Я махнул на него рукой и повернулся к французам:
– Господа, арестованный Смаглий идентифицирован по имени, документам, внешности, соответствию возрасту, дактилоскопическим отпечаткам и описанию татуировок на теле. Ему объявлен состав инкриминируемых преступлений и сообщено о выдаче властям России. Прошу всех официальных лиц подписать протокол…
И пошла писать парижская губерния: сначала, естественно, французы – человек пять, потом консул Аверин, старший группы конвоя майор милиции Котов, а последним – я. И, словно дождавшись этого великого мига, радио объявило о завершении посадки на рейс «Париж – Москва».
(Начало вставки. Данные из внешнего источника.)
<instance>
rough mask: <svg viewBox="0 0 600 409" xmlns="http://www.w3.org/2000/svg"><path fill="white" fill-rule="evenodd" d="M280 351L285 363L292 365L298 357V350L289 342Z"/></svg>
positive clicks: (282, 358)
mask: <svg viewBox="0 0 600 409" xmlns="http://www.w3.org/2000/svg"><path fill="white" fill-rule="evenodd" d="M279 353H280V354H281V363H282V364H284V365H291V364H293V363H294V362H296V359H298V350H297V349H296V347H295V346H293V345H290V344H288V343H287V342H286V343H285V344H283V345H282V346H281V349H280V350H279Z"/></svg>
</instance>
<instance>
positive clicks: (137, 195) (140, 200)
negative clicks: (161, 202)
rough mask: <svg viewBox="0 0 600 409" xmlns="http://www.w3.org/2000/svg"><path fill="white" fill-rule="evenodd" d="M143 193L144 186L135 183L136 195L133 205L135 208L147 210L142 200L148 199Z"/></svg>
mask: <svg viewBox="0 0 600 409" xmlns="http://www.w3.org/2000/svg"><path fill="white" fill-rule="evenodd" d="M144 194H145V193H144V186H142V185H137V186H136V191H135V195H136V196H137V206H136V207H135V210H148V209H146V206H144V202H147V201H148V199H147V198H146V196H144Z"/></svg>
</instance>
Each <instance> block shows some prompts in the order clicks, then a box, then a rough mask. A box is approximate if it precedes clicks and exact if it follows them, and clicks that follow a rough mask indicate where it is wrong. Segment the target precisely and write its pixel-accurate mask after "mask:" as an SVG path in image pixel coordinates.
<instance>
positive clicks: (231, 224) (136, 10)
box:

Я спросил у старшего конвойного Котова:
– Наручники?
Милиционер достал из кармана и протянул мне наручники. Смаглий, с интересом следивший за нашими маневрами, удивился:
– Зачем? Этого мало? – Он поднял скованные руки.
Я взял у французского детектива ключ, снял со Смаглия наручники, а майор Котов ловко застегнул на запястьях Смаглия свои – наши нормальные, добротные, отечественные ручные хомуты. Я отдал французу его имущество, пояснив недоумевающему арестанту:
– Это служебный инвентарь. На его материальном учете. Надо вернуть, а то он с бухгалтерией не расплюется.
– Это ж надо! – Смаглий от души расхохотался. – Вот гандоны штопаные – мелочной народ!
Я легонько похлопал его по спине:
– Понимаю, все понимаю – в твоем прикиде надо щеголять во французских браслетах. Но ты уж терпи, привыкать надо. Клифт на зоне – это тоже не «Версаче»! – И аккуратно стряхнул несуществующую пыль с лацкана его шикарного пиджака.